しかし、わたしはこの画面の前で、5分休憩中に、かなり平然と命の母ホワイトを飲んだ。そして、なんならそこにちょっとした優越感こそあった気がする。優越感?何に対する?
それは、生理を経験しない「男性」という性についての優越感だった。くいずのっくというのは主として東京大学に通っている、または通っていた、人間が所属している団体なのですが、わたしはその時命の母ホワイトを飲みながら、この人たちがこれまでの人生で机に向かったであろう数えきれない時間や真剣に受験勉強に取り組んだ日々を思い、しかしそのどの瞬間も決して生理ではなかったことを思った。

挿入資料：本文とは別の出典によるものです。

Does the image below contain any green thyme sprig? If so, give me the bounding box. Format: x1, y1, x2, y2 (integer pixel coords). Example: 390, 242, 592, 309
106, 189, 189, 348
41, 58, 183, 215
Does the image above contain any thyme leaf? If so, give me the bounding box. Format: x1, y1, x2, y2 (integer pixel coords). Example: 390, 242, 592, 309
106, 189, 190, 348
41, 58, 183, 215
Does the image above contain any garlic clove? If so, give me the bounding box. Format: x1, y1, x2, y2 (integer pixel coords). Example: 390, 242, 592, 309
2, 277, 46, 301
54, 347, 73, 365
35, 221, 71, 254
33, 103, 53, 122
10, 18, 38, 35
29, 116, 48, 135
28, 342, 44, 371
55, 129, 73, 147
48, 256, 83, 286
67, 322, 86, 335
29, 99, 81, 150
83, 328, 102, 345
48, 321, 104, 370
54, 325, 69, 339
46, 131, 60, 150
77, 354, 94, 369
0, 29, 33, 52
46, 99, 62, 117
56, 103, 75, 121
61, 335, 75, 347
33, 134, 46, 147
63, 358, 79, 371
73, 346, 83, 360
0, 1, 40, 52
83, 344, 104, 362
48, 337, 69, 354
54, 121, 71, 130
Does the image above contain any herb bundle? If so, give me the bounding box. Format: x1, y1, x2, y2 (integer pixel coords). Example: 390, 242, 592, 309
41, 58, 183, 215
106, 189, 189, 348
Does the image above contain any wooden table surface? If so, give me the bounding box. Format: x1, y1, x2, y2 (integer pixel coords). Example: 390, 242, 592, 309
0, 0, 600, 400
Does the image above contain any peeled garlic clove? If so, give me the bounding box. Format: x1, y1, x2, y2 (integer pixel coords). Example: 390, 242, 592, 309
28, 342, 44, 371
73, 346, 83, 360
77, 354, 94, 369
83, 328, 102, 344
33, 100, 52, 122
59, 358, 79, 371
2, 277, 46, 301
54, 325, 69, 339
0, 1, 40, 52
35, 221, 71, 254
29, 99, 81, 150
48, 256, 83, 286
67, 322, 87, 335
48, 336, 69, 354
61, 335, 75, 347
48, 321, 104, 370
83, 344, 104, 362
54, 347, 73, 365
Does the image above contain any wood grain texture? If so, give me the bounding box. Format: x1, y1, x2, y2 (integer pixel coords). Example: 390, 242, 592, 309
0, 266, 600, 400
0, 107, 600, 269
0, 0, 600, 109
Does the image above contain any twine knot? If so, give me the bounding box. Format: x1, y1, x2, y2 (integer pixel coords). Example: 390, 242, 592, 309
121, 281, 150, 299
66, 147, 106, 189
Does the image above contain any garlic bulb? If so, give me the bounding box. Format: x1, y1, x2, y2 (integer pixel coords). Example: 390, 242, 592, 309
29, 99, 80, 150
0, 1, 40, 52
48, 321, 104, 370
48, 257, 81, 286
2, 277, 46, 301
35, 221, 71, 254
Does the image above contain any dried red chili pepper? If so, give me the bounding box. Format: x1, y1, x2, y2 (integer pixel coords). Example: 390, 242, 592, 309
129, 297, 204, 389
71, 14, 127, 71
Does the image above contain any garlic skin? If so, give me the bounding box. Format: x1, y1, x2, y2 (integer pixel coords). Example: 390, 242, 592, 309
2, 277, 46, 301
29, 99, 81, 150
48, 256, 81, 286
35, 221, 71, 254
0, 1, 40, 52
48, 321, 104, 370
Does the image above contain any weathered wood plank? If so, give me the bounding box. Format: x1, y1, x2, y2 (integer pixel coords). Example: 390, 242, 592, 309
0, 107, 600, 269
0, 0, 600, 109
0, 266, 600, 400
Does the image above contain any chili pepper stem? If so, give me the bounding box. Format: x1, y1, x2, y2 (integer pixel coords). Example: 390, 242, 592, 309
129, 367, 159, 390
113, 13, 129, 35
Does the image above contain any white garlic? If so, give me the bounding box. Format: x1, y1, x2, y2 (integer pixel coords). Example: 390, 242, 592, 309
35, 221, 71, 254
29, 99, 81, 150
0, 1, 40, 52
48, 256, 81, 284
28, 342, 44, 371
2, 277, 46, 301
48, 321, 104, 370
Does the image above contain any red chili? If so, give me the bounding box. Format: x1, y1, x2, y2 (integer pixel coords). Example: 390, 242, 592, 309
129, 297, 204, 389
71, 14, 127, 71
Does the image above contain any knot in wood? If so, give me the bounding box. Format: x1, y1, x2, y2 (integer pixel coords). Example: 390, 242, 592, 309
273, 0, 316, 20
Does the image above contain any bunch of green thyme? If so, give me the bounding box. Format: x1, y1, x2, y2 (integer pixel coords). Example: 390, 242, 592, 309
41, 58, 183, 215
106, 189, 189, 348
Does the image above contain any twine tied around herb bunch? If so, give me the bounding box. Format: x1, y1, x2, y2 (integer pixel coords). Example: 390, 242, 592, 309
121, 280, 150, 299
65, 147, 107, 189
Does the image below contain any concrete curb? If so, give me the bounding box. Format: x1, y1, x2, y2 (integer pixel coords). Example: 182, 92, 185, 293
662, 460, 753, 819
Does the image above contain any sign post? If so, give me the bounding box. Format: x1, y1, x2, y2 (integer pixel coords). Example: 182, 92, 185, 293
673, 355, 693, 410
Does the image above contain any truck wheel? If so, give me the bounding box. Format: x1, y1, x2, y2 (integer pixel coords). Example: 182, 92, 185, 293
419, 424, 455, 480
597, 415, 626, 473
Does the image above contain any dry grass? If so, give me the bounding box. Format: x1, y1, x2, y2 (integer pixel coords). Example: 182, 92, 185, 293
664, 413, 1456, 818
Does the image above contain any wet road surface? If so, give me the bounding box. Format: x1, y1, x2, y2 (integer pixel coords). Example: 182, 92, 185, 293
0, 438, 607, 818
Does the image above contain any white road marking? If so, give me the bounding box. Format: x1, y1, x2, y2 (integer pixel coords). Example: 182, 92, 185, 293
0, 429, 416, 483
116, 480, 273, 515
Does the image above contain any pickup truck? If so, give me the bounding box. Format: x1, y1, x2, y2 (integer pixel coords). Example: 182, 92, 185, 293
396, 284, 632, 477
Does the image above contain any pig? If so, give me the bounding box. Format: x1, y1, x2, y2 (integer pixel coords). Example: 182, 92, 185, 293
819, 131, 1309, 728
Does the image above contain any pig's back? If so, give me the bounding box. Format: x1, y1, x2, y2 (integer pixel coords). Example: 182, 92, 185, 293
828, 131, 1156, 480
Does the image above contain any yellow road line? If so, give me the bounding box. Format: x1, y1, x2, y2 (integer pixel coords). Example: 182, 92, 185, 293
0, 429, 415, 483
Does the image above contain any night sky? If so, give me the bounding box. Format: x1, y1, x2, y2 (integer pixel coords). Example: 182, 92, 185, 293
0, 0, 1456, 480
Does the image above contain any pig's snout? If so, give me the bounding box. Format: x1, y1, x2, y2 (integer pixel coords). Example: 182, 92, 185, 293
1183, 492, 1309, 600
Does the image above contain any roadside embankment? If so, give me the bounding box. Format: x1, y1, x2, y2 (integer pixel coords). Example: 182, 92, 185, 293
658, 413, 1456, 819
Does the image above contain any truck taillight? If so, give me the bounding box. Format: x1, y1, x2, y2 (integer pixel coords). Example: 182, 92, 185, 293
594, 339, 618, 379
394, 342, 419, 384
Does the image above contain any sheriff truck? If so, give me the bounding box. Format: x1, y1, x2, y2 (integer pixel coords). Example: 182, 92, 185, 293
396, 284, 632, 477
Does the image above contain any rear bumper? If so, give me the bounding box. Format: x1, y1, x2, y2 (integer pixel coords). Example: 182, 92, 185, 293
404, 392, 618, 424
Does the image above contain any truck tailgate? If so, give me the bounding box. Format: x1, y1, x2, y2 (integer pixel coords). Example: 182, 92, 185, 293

いま自分のお腹が痛いこと、それでいて薬を飲みつつ勉強をしようとしているということの美しさ、学ぼうとする姿勢、目の前の知識や学問、あるいは勉強するという行為への純度の高い愛情を感じて、しかしそれをこの人たちは決して同じやり方で証明することはできないのだ、と感じた。そして、その瞬間はそれを悲しいことのように思い、わたしには生理が来ることをあるいは誇らしく思いながらその画面の前で平気で命の母ホワイトを飲んだのだった。

もちろん、実際に彼らが目の前にいたとすればわたしはそうは思わないだろうし、目の前で命の母ホワイトを飲むこともしないだろう。「画面を通じた視線」という曖昧なものに晒されている状況だからこそ立ち現れた感情だったように思う。実際、別に男性に生理が来るだとか来ないだとかについて普段からなにか感じているわけではない。無論男性が生理を経験しないからと言って、勉学に対する姿勢や実績が損なわれるものでもない。わたしは確実にそう思っているし、生理に対する不満もない。
ただ、そのときは確かに、そうした類の優越感を感じていた、というだけのことだ。だけのことだけど、それは確実に、本当に確かなことだった。


最後に書いておくけど、わたしがであるだとかですますだとか文語だ口語だをまぜこぜで書いているのは自覚を持ってその上で自分の表現として心地が良くあるように選択した結果です。まるくもしかくくも整っていない心地よさだけでお送りしている自分の書く文章がわたしは自分で大好きなので。そこんとこよろしくお願いします。